R15: PC (Program Counter). The Program Counter is automatically incremented by the size of the instruction executed. This size is always 4 bytes in ARM state and 2 bytes in THUMB mode. When a branch instruction is being executed, the PC holds the destination address. During execution, PC stores the address of the current instruction plus 8 (two ARM instructions) in ARM state, and the current instruction plus 4 (two Thumb instructions) in Thumb(v1) state. This is different from x86 where PC always points to the next instruction to be executed.
Let’s look at how PC behaves in a debugger. We use the following program to store the address of pc into r0 and include two random instructions. Let’s see what happens.

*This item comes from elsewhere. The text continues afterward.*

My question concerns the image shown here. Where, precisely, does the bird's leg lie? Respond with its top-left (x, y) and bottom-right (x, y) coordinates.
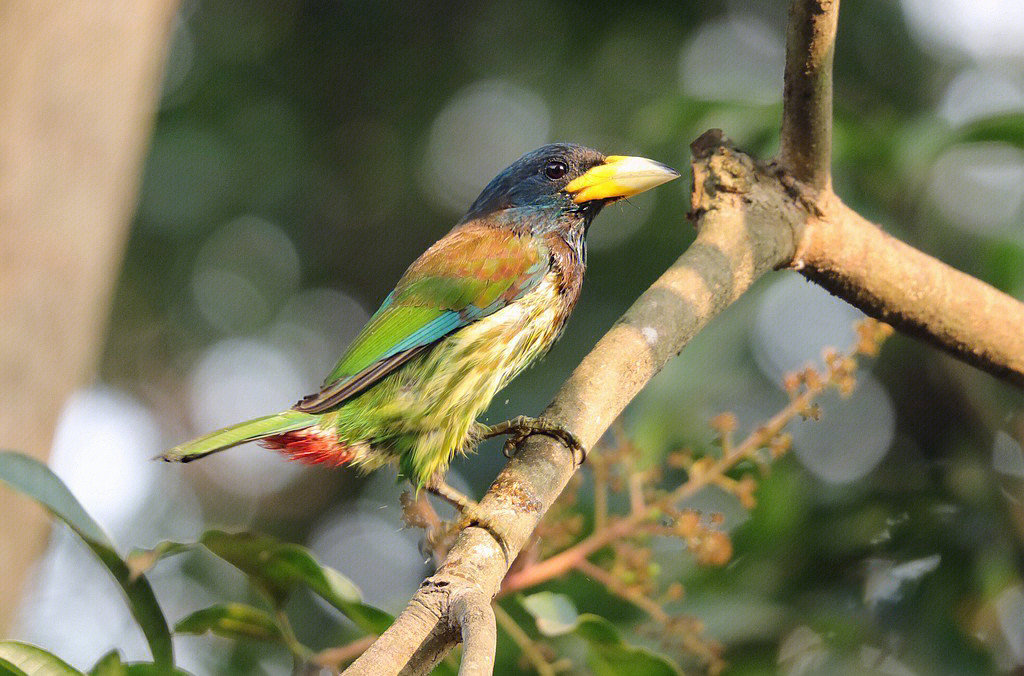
top-left (478, 416), bottom-right (587, 467)
top-left (423, 473), bottom-right (508, 555)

.section .text .global _start _start: mov r0, pc mov r1, #2 add r2, r1, r1 bkpt
In GDB we set a breakpoint at _start and run it:
gef> br _start Breakpoint 1 at 0x8054 gef> run
Here is a screenshot of the output we see first:
$r0 0x00000000 $r1 0x00000000 $r2 0x00000000 $r3 0x00000000 $r4 0x00000000 $r5 0x00000000 $r6 0x00000000 $r7 0x00000000 $r8 0x00000000 $r9 0x00000000 $r10 0x00000000 $r11 0x00000000 $r12 0x00000000 $sp 0xbefff7e0 $lr 0x00000000 $pc 0x00008054 $cpsr 0x00000010 0x8054 mov r0, pc 0x8058 mov r0, #2 0x805c add r1, r0, r0 0x8060 bkpt 0x0000 0x8064 andeq r1, r0, r1, asr #10 0x8068 cmnvs r5, r0, lsl #2 0x806c tsteq r0, r2, ror #18 0x8070 andeq r0, r0, r11 0x8074 tsteq r8, r6, lsl #6
We can see that PC holds the address (0x8054) of the next instruction (mov r0, pc) that will be executed. Now let’s execute the next instruction after which R0 should hold the address of PC (0x8054), right?

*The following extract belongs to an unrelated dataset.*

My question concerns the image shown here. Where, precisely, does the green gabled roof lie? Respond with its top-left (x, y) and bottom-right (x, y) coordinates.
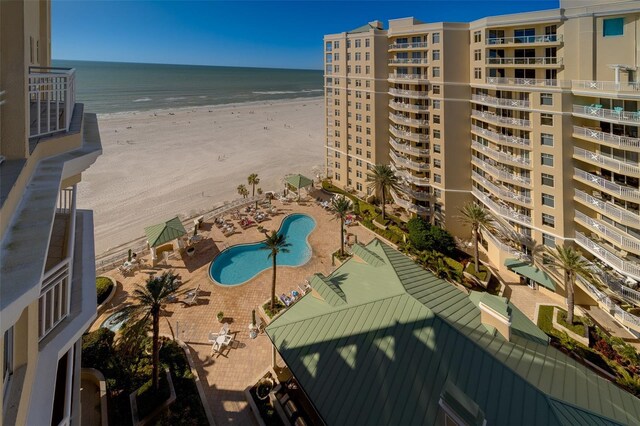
top-left (266, 241), bottom-right (640, 425)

$r0 0x0000805c $r1 0x00000000 $r2 0x00000000 $r3 0x00000000 $r4 0x00000000 $r5 0x00000000 $r6 0x00000000 $r7 0x00000000 $r8 0x00000000 $r9 0x00000000 $r10 0x00000000 $r11 0x00000000 $r12 0x00000000 $sp 0xbefff7e0 $lr 0x00000000 $pc 0x00008058 $cpsr 0x00000010 0x8058 mov r0, #2 0x805c add r1, r0, r0 0x8060 bkpt 0x0000 0x8064 andeq r1, r0, r1, asr #10 0x8068 cmnvs r5, r0, lsl #2 0x806c tsteq r0, r2, ror #18 0x8070 andeq r0, r0, r11 0x8074 tsteq r8, r6, lsl #6 0x8078 adfcssp f0, f0, #4.0
…right? Wrong. Look at the address in R0. While we expected R0 to contain the previously read PC value (0x8054) it instead holds the value which is two instructions ahead of the PC we previously read (0x805c). From this example you can see that when we directly read PC it follows the definition that PC points to the next instruction; but when debugging, PC points two instructions ahead of the current PC value (0x8054 + 8 = 0x805C). This is because older ARM processors always fetched two instructions ahead of the currently executed instructions. The reason ARM retains this definition is to ensure compatibility with earlier processors.